IMR Distinguished Lecture Series: Dr. Robert Wallace

March 27, 2018 all-day

Speaker: Dr. Robert M. Wallace, Professor and Erik Jonsson Distinguished Chair

Title: High-K Dielectrics: A Perspective on Applications from Silicon To 2D Materials

Affiliation: University of Texas at Dallas



In the 1990’s, research accelerated on addressing the limits of the industry standard gate dielectric: SiO2. With the most aggressive integrated circuit scaling, it became clear that standby power for MOSFETs required the insertion of a gate dielectric material that reduced tunneling leakage while enabling performance expectations. Leveraging prior dielectric research and after exploring several dielectric material candidates, [1,2] Hf-based dielectrics became the dominant choice and were established in commercial Si technology fabrication processes in 2007 after at least a decade of research. [3] Although perhaps forgotten among today’s 3D FET technologies, the introduction of a new gate dielectric, simultaneously with metal gate materials, was considered quite revolutionary in its day, and this development, in conjunction with other device engineering aspects like strain, enabled the continued march of the industry along Moore’s original predictions. Since that time, the research on incorporating high-k dielectrics has expanded to address alternative channel materials including Ge, III-V, wide band gap semiconductors, and, most recently, perhaps the ultimate limit in channel scaling – atomically thin 2D materials. [4] This talk, from the author’s perspective, will review some of these developments and provide some context on the resilience of the materials research as well as the challenges and opportunities that lie ahead. [5]
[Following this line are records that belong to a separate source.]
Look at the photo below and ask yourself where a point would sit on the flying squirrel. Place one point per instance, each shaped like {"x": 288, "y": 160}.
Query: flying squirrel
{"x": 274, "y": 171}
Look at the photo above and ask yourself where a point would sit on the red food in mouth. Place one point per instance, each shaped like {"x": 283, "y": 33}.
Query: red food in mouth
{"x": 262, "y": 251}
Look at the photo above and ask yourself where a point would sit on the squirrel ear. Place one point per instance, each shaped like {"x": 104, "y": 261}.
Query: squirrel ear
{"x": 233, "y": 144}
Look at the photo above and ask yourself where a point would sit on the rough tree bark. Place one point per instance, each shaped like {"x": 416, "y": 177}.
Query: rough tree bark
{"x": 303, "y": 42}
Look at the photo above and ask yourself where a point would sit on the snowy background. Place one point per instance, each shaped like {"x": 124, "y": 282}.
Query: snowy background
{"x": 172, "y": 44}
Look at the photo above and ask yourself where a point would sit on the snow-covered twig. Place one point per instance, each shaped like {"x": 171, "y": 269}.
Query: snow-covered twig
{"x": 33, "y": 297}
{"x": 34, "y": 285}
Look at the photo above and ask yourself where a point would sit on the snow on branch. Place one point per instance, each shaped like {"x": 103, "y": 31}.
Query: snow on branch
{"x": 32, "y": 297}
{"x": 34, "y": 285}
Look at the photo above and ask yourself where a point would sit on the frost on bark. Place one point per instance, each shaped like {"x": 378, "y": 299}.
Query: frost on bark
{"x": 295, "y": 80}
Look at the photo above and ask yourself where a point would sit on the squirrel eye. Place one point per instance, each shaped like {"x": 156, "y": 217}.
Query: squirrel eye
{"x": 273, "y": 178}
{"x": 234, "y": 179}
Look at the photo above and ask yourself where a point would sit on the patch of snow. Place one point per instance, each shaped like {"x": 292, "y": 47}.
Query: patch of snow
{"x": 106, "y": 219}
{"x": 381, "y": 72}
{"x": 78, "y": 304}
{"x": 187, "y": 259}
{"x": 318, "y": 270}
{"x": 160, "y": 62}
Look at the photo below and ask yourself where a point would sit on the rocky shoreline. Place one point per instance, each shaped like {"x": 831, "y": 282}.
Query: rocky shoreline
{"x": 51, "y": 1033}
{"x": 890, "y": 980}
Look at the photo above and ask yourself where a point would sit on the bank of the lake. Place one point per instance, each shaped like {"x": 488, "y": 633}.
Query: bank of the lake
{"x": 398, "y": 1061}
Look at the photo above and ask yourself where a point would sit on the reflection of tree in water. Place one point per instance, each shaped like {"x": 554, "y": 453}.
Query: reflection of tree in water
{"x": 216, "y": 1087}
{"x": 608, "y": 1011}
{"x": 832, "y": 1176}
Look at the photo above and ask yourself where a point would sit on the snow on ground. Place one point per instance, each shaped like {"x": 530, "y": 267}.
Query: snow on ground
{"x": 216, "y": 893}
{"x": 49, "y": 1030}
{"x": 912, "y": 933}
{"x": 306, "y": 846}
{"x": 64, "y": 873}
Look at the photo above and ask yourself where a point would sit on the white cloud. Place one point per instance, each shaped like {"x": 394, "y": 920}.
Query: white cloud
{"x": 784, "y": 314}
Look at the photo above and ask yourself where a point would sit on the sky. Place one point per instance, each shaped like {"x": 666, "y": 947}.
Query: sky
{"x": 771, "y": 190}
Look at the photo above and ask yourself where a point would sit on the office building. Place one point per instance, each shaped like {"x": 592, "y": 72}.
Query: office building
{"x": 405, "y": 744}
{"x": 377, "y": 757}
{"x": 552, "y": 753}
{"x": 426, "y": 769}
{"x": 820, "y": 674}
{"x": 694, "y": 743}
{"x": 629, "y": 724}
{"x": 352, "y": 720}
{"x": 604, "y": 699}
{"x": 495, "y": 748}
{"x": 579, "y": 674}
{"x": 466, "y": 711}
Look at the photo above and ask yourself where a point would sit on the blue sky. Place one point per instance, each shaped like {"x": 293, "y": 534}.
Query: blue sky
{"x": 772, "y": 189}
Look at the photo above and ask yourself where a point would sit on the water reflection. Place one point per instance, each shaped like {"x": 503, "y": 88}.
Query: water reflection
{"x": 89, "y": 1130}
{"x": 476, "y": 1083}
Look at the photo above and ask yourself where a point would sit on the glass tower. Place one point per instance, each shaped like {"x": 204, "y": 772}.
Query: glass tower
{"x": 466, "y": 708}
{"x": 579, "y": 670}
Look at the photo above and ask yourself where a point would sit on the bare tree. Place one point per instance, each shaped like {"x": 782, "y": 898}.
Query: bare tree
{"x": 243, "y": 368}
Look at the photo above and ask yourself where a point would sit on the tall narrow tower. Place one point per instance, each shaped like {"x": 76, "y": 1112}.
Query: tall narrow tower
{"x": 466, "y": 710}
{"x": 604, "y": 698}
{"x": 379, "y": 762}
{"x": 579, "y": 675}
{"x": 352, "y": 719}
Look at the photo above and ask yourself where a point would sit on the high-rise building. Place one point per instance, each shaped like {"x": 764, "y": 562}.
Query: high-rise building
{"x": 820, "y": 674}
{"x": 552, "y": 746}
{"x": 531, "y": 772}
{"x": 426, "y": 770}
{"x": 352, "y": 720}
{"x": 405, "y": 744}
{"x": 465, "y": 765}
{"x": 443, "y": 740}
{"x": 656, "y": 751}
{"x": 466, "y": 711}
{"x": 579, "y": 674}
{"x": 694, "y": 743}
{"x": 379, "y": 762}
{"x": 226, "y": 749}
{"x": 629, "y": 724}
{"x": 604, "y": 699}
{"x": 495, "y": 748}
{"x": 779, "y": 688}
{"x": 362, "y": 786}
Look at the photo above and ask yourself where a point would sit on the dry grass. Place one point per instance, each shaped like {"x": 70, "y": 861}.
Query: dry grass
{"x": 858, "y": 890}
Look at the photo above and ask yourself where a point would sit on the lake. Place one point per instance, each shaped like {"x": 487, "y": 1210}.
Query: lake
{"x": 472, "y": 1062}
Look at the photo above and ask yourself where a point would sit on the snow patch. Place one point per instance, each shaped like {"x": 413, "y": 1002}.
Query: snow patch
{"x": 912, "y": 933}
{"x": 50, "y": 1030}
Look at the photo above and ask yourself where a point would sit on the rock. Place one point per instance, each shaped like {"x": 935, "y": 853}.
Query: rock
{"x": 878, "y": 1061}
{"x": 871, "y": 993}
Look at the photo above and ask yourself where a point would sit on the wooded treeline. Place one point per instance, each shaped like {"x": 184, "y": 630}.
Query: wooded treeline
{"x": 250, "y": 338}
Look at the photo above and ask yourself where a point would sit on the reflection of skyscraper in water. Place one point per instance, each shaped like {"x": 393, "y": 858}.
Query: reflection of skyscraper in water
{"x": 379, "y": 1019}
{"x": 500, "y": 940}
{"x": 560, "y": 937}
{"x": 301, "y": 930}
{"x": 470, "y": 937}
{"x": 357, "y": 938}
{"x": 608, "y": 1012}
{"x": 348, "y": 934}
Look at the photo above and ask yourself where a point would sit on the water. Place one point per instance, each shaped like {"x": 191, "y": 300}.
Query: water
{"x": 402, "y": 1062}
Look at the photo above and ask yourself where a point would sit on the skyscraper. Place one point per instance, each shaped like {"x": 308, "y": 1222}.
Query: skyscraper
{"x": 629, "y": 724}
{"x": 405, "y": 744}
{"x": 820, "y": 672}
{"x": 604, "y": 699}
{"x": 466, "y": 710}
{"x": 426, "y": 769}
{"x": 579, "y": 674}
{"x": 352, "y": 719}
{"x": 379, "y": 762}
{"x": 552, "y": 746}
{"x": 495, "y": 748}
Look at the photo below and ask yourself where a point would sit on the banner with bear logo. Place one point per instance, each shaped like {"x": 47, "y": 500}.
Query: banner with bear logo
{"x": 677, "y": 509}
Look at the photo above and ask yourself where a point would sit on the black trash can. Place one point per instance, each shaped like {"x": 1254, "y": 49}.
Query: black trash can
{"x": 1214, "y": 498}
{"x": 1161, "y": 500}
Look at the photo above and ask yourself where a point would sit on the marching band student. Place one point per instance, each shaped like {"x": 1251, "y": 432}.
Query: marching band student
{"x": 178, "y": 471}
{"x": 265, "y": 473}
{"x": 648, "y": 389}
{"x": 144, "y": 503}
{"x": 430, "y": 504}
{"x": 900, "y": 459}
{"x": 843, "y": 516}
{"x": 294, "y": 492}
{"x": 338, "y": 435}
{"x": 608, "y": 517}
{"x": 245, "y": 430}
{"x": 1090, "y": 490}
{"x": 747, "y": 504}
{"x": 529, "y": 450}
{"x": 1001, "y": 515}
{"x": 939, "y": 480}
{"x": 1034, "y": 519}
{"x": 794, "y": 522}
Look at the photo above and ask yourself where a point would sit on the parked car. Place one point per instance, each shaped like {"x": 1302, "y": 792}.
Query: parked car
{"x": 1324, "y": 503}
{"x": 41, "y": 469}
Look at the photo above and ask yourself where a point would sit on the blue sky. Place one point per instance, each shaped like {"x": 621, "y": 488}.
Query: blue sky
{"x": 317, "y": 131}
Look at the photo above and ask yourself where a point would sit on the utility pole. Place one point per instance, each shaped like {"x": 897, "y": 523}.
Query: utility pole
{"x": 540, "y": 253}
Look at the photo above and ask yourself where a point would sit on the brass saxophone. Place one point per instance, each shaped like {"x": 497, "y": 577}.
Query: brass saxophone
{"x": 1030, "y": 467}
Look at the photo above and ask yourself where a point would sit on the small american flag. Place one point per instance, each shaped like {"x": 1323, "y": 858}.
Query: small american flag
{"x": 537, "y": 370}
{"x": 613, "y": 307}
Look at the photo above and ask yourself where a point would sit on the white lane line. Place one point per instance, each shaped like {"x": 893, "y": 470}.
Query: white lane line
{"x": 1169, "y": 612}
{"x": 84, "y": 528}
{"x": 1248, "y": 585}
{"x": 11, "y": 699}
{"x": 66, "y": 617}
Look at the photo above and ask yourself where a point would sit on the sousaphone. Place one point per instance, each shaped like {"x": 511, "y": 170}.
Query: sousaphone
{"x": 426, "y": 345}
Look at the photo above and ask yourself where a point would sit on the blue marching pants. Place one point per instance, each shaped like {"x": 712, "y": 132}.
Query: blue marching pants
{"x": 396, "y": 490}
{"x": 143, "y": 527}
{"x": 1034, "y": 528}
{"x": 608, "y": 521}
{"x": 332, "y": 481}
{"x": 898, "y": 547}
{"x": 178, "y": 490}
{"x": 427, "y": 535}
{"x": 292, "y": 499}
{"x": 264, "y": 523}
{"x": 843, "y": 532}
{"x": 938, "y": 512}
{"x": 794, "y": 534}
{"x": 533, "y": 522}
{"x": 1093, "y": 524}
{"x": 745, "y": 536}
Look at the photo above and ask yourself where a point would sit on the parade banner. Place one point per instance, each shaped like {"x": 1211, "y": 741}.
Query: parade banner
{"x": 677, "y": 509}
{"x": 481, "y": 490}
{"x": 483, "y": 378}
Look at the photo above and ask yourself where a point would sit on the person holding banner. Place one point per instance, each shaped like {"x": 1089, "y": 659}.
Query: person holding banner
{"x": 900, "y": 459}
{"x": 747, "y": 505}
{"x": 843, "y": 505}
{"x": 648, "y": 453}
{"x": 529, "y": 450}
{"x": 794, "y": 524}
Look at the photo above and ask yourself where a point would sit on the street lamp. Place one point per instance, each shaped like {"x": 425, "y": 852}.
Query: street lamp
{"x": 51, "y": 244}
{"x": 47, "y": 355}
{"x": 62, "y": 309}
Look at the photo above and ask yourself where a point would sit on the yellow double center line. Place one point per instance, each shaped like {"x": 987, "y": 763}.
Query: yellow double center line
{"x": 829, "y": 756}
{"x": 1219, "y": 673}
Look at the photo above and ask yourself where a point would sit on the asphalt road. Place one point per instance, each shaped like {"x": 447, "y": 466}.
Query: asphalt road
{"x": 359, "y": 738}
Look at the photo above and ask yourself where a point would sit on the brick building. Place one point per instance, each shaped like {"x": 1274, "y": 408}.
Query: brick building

This work is supported in part by the US/Ireland R&D Partnership (UNITE) under the NSF award ECCS-1407765, and (iv) the Erik Jonsson Distinguished Chair in the Erik Jonson School of Engineering and Computer Science at the University of Texas at Dallas.


[1] J. Robertson and R.M.Wallace, Materials Science and Engineering R, 88, 1-41 (2015)


[2] G.D.Wilk, R.M.Wallace, and J.M.Anthony, Journal of Applied Physics 89 5243 (2001)


[3] M.T. Bohr, R.S. Chau, T. Ghani, K. Mistry, IEEE Spectrum. 44 (29) (2007).


[4] S.J. McDonnell and R.M.Wallace, Thin Solid Films, 616, 482 (2016).


[5] R.M.Wallace, ECS Transactions 80(1), 17 (2017)




Robert M. Wallace received his B.S. in Physics and Applied Mathematics in 1982 at the University of Pittsburgh where he also earned his M.S. (1984) and Ph.D. (1988) in Physics, under Prof. W. J. Choyke. From 1988 to 1990, he was a postdoctoral research associate in the Department of Chemistry at the Pittsburgh Surface Science Center under the late Prof. John T. Yates, Jr.


In 1990, he joined Texas Instruments Central Research Laboratories as a Member of Technical Staff (MTS) in the Materials Characterization Branch of the Materials Science Laboratory, and was elected as a Senior MTS in 1996. Dr. Wallace was then appointed in 1997 to manage the Advanced Technology branch in TI’s R&D which focused on advanced device concepts and the associated material integration issues. In 2003, he joined the faculty in the Erik Jonsson School of Engineering and Computer Science at the University of Texas at Dallas (UTD) as a Professor of Electrical Engineering and Physics. He is a founding member of the Materials Science and Engineering program at UTD, served as an interim head for the program. Dr. Wallace also has appointments in the Departments of Electrical Engineering, Mechanical Engineering, and Physics.


Research in the Wallace group focuses on the study of surfaces and interfaces, particularly with applications to electronic materials and the resultant devices fabricated from them. Current interests include materials systems leading to concepts that may enable further scaling of integrated circuit technology and beyond CMOS-based logic. These include the study of the surfaces and interfaces of compound semiconductor systems including arsenides (e.g. InGaAs), nitrides (e.g. GaN), phosphides (e.g. InP), as well as antimondies (e.g. GaSb), and most recently 2D materials such as graphene and transition metal dichalcogenides. He has authored or co-authored over 375 publications in peer reviewed journals and proceedings with over 20000 (29000) citations according to Scopus (Google Scholar).


Dr. Wallace is also an inventor on 45 US and 27 international patents/applications, and a co-inventor of the Hf-based high-k gate dielectric materials now used by the semiconductor industry for advanced high performance logic in microprocessors. He was named Fellow of the AVS in 2007 and an IEEE Fellow in 2009 for his contributions to the field of high-k dielectrics in integrated circuits.